Gold: Afvalhuis Vuilkalender, a refuse collection service. Type in your postcode and find out when all different types of rubbish will be picked up in your neighborhood. It also syncs with i-Cal or gCal. A simple idea, which by one vote, sealed this software sketch as the top dog! Well done Menno van der Sman(@mennos) and Patrick.
Silver: OpenKvK by Steven de Koning (Renato Valdez – graphic design)which was able to scrape company information from the Kamer van Koophandel (a sort of Company House for the Netherlands) and republish it with a search input field. Usually the KVK charges you some euro cents per search query enabling spamming or direct mailing. OpenKVK allows you to do this now for free (keep reading, as I’m not saying that i support spam). The Kamer van Koophandel registers new businesses and allows for inquiries about them in the Netherlands, while offering an outreach service to support entrepreneurs. The problem they have is their business model. They are hired by the government, but are not the government. Companies in the Netherlands pay a flat fee to become a registered company, BUT they need to repay this amount every year with the only benefit being that they receive a newsletter (often unwanted) and keep their name listed on a database for another year (which obviously would not cost the amount each entity is charged just to be present on a server for a year). OpenKVK frees the company information and lets people search through listed companies. Someone suggested that the complete list of dutch companies and organizations should be submitted to a no-spam listing service so we all were saved from unwanted spam. My own personal plea is for someone to please make it so! (at this moment i can’t think of many positive uses of spam, although someone probably knows one).
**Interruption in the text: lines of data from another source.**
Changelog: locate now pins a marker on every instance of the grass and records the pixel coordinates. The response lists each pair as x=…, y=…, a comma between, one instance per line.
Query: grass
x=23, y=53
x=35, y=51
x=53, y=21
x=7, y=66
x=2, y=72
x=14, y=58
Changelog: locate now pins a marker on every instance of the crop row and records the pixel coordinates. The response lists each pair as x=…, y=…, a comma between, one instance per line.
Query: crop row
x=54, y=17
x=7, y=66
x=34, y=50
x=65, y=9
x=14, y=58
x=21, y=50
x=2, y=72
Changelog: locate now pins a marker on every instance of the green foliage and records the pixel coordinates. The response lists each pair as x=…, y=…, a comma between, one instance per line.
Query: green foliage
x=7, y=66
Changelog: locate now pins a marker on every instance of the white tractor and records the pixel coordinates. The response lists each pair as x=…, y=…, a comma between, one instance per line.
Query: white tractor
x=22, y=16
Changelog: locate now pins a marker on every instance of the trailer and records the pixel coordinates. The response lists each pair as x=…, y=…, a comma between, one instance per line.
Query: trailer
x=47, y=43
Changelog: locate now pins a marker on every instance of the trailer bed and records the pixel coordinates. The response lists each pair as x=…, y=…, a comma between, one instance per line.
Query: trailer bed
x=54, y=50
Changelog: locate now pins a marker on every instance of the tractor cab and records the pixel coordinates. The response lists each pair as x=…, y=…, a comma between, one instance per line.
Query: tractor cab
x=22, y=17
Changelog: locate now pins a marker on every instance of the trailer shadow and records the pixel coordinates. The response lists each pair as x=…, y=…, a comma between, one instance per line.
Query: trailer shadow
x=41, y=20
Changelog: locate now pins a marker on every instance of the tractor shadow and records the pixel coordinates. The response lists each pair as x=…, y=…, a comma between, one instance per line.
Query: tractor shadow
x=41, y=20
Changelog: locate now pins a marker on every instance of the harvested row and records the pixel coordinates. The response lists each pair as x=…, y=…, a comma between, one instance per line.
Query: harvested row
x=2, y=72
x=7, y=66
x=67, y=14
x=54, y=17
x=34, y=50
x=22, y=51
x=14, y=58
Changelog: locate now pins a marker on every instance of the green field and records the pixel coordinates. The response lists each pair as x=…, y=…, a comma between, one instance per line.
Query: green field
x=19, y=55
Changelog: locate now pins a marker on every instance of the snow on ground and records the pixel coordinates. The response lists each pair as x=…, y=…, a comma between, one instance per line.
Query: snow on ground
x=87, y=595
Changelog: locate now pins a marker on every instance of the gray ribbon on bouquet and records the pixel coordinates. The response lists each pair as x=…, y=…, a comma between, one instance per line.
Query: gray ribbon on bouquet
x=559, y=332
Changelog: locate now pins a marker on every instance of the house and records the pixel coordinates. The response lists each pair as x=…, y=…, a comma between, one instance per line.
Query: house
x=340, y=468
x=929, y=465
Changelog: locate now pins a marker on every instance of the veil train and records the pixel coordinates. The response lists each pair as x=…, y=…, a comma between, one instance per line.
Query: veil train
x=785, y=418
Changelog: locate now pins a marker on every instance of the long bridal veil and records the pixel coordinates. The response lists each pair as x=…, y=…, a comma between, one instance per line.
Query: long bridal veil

Bronze: Android kenteken app. created by Ronald van der Lingen that lets you enter a car license plate number and pulls information on the car registered with that license plate back.
Honorable mentions go to:
- Polirazzi by Breyten
A customized search on politicians tracking what has been said about them across the web
- Trackchanges by Paul Vereiken
A tool for journalists to see recent changes to government documents which they can easily subscribe to
- iPhone radar by Martijn Pannevis
An iPhone app tracking weather, pollen count, air pollution and any other publically available info feeds that might affect traveling around NL.